As the president might say, "It has come to my attention that there are probably about 65,000 concussions every year from high school football alone. This number is entirely too high, and today I would like to set the tolerance level to zero.
"If there is another concussion resulting from any high school sport, I expect to have a full report on my desk. While any injury is tragic, we simply cannot allow an academic institution to promote serious injury to any of our children.
"It is time that we all came to our senses and began to protect all human life in every possible arena, and under every possible circumstance."
Joseph Carducci, Pittsburgh, email@example.com
Welfare chief won't be missed
What relief to this human-services professional that Gov. Corbett's welfare secretary, Gary Alexander, is heading back to Rhode Island. Alexander appeared to be appointed with no sense of the enormity of the job or the vulnerability of the people needing help with food, shelter, medical care, and short-term cash assistance.
When Alexander set office-wear rules for women requiring nylons and the like, didn't anyone on Corbett's team inform him such actions would be seen as petty, small-minded, and proof Alexander lacked vision and passion?
There are so many established, well-run agencies in human services here. As Corbett looks for Alexander's permanent replacement - from Pennsylvania, it's hoped - he can turn to someone who doesn't have to reinvent the wheel.
Sandy Watson, North Wales
Ducking for cover is better plan
Imagine a pitched battle in my house as I confront armed intruder(s) using an automatic weapon with a large-quantity ammo clip: bullets hitting sofas, walls, shattering mirrors, sending feathers flying all over from exploding pillows. Might ruin my wife's antique china collection. Even the refrigerator could get shot up.

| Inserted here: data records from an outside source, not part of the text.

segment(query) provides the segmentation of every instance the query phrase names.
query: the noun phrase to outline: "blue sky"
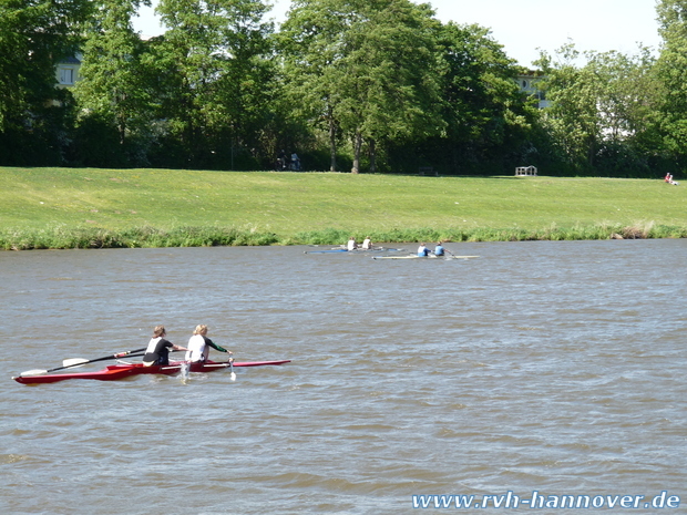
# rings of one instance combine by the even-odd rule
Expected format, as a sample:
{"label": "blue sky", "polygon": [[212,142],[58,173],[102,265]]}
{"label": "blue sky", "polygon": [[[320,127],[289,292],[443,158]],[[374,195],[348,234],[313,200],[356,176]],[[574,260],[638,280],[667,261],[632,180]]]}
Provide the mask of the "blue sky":
{"label": "blue sky", "polygon": [[[153,0],[155,2],[155,0]],[[290,0],[273,0],[273,18],[286,17]],[[418,2],[419,3],[419,2]],[[635,53],[637,43],[657,50],[660,39],[655,0],[430,0],[437,17],[491,29],[505,53],[523,66],[553,53],[568,40],[577,50]],[[153,9],[144,8],[134,28],[144,34],[162,32]]]}

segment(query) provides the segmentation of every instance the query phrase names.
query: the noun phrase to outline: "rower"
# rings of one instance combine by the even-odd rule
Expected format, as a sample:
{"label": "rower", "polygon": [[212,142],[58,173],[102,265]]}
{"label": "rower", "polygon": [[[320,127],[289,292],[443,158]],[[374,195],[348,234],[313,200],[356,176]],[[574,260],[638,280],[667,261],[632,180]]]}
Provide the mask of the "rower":
{"label": "rower", "polygon": [[156,326],[153,329],[153,338],[145,349],[145,356],[143,357],[143,364],[151,367],[153,364],[170,364],[170,349],[172,350],[188,350],[185,347],[175,346],[171,341],[164,339],[167,336],[164,326]]}

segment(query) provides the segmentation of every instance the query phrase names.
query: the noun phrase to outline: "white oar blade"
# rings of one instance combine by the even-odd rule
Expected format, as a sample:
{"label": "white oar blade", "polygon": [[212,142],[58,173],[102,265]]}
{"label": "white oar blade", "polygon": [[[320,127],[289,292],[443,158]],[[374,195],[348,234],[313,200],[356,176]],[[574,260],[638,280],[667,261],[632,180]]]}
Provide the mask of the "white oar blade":
{"label": "white oar blade", "polygon": [[84,360],[83,358],[72,358],[62,361],[62,367],[76,367],[78,364],[85,364],[88,362],[89,360]]}
{"label": "white oar blade", "polygon": [[33,370],[27,370],[25,372],[21,372],[19,377],[25,378],[27,375],[41,375],[43,373],[48,373],[48,370],[33,369]]}

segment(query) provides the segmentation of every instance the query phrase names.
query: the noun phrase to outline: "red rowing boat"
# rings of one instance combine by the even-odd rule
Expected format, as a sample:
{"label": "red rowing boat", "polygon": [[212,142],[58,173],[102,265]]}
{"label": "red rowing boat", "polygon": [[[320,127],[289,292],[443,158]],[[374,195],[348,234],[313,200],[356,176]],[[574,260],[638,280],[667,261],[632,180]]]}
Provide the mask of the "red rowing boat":
{"label": "red rowing boat", "polygon": [[[281,361],[237,361],[234,367],[264,367],[266,364],[284,364],[290,363],[291,360]],[[103,370],[94,372],[72,372],[72,373],[52,373],[39,375],[19,375],[12,378],[21,384],[42,384],[64,381],[66,379],[94,379],[96,381],[115,381],[117,379],[129,378],[143,373],[156,373],[165,375],[174,375],[180,373],[184,362],[172,361],[168,365],[154,364],[144,367],[143,363],[111,364]],[[228,361],[205,361],[204,363],[191,363],[191,372],[214,372],[215,370],[224,370],[230,367]]]}

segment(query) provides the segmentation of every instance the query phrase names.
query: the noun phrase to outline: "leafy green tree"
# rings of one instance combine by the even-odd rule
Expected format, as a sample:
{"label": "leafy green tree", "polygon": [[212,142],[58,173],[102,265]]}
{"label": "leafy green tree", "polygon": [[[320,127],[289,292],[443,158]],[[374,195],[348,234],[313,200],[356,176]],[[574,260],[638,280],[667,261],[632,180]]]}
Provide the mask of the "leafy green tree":
{"label": "leafy green tree", "polygon": [[408,0],[294,2],[280,32],[289,89],[326,126],[332,169],[338,133],[350,137],[358,173],[363,143],[375,172],[379,143],[440,130],[432,14]]}
{"label": "leafy green tree", "polygon": [[535,117],[514,82],[520,69],[480,25],[448,23],[438,32],[441,116],[447,128],[428,161],[448,154],[448,168],[494,161],[522,144]]}
{"label": "leafy green tree", "polygon": [[[82,110],[81,125],[89,133],[93,133],[99,123],[104,124],[105,132],[109,125],[116,131],[119,148],[111,148],[107,157],[114,159],[111,165],[125,164],[122,161],[125,144],[140,137],[152,123],[153,97],[142,64],[145,43],[132,25],[132,17],[142,4],[150,4],[150,1],[101,0],[98,3],[83,49],[83,79],[74,89]],[[88,134],[82,133],[82,136]],[[101,150],[99,154],[106,153]]]}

That's not really a comical scene - more like one that's perverted, illogical, and grounded in false assumptions. With a gun in the house, the chances of its being used for home defense are dwarfed by the risk of accidental shootings, and even murder and suicide. Might it not be safer to call 911 and hide under the bed?
P.M. Procacci, Moorestown
Focus on disarming the bad guys
According to the FBI, there are 33,000 gangs in the United States, with 1.4 million criminal members who may commit up to 80 percent of the nation's crimes. Maybe the focus of the federal, state, and local government should be to disarm these criminal enterprises first, before disarming the general population.
Tim Byrne, Wayne
Franco's sympathy misdirected
The efforts of former football great Franco Harris and his Pennsylvania State University buddies to re-glorify disgraced coach Joe Paterno are anything but noble. What would be noble is for Franco et al. to come to the aid of those who suffered at the hands of the Penn State hierarchy.
Avrum Fine, West Chester, firstname.lastname@example.org
Valuing the best in Paterno
Those who gathered at a recent vigil to honor Joe Paterno didn't believe success in sports takes precedence over the safety of children.
People remembered Paterno as the man who spent 61 years serving the university, and providing moral leadership to thousands of young men as their coach. They recalled that his program was one of the cleanest, stressing academic success; that he and his family gave much financial support to the university, both directly and in fund-raising efforts.
The fact that people still feel a connection to the man and reverence for him has absolutely nothing to do with the importance of sports, or the safety of children. That vigil was not for Jerry Sandusky.
Edwin C. Tyrrell Jr., Willow Grove
Clinics need better oversight
In the debate over siting methadone clinics, my advice is for residents to fight them with everything at their disposal. I have worked around several methadone clinics over the last few years and can tell you firsthand they have a highly negative impact on quality of life. Patients start lining up at all hours. Once they receive their treatment, many loiter around the clinic, deal drugs, use drugs, and leave trash. Needles and human waste also are a frequent by-product.
Clearly, the clinics' biggest problem is that nobody monitors what goes on outside them.